Professor Baharan Mirzasoleiman has received a National Science Foundation CAREER award, the agency’s highest honor for faculty members at the start of their research and teaching careers. This award includes a five-year grant to support her research on Coresets for Robust and Efficient Machine Learning.

Large datasets have enabled modern machine learning models to achieve unprecedented success in various applications, ranging from medical diagnostics to urban planning and autonomous driving, to name a few. However, learning from massive data is contingent on exceptionally large and expensive computational resources. Such infrastructures consume substantial energy, produce a massive amount of carbon footprint, and often become obsolete and turn into e-waste within a few years. While there has been a persistent effort to improve the performance and reliability of machine learning models, their sustainability is frequently neglected. This project aims to address the sustainability, reliability, and efficiency of machine learning by selecting the most relevant data for training. The resulting algorithms will be broadly applicable for learning from massive datasets across a wide range of applications, such as medical diagnosis and environment sensing. 
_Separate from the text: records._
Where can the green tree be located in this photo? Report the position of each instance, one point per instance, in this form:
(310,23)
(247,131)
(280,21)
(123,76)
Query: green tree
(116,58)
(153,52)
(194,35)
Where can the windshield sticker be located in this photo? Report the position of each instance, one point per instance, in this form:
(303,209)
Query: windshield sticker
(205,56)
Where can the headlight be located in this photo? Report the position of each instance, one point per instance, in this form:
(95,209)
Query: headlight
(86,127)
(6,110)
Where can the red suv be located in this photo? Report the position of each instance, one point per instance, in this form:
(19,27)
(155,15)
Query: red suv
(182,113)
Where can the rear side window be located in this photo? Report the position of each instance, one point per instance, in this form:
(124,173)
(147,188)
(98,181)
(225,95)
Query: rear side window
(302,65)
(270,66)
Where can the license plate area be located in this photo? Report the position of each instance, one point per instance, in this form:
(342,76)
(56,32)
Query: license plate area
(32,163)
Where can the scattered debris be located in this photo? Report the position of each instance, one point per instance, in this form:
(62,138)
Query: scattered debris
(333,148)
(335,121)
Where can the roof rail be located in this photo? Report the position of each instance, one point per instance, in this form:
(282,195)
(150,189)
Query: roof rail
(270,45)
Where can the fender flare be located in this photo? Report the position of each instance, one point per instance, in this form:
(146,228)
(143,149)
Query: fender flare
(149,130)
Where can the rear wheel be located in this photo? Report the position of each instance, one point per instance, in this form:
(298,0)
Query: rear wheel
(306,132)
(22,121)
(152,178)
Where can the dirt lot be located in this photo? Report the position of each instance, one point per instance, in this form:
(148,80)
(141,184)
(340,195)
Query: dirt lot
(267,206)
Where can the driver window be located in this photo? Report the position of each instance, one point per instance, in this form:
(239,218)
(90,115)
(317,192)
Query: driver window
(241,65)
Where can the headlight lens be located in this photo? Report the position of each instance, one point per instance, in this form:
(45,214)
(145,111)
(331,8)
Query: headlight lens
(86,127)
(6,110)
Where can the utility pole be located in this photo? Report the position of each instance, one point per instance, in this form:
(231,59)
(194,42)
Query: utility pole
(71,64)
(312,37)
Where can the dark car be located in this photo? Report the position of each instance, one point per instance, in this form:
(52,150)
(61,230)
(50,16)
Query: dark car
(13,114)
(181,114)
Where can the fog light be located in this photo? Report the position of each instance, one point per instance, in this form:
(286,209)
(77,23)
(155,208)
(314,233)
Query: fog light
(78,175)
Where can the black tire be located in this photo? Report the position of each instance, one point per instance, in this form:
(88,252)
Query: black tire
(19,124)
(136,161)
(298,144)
The main objective of this project is to develop a new generation of theoretically rigorous methods that enable efficient and robust learning from massive datasets. To achieve this goal, this project will develop scalable combinatorial optimization algorithms to extract weighted subsets (coresets) of data that guarantee similar training dynamics to that of training on the full data. This enables sustainable, efficient, and accurate learning from massive data. As datasets grow larger, maintaining their quality becomes very expensive. Hence, mislabeled and malicious examples become ubiquitous in large datasets. To ensure reliability in addition to sustainability and efficiency, the developed techniques will be leveraged to extract coresets of data points that enable robust learning against noisy labels and adversarial attacks. This project will also seek to learn better objectives to automatically extract the most valuable data for efficient and robust learning from massive data. Finally, this research will enable efficient and robust learning frameworks that can be applied to many real-world applications through interdisciplinary collaborations.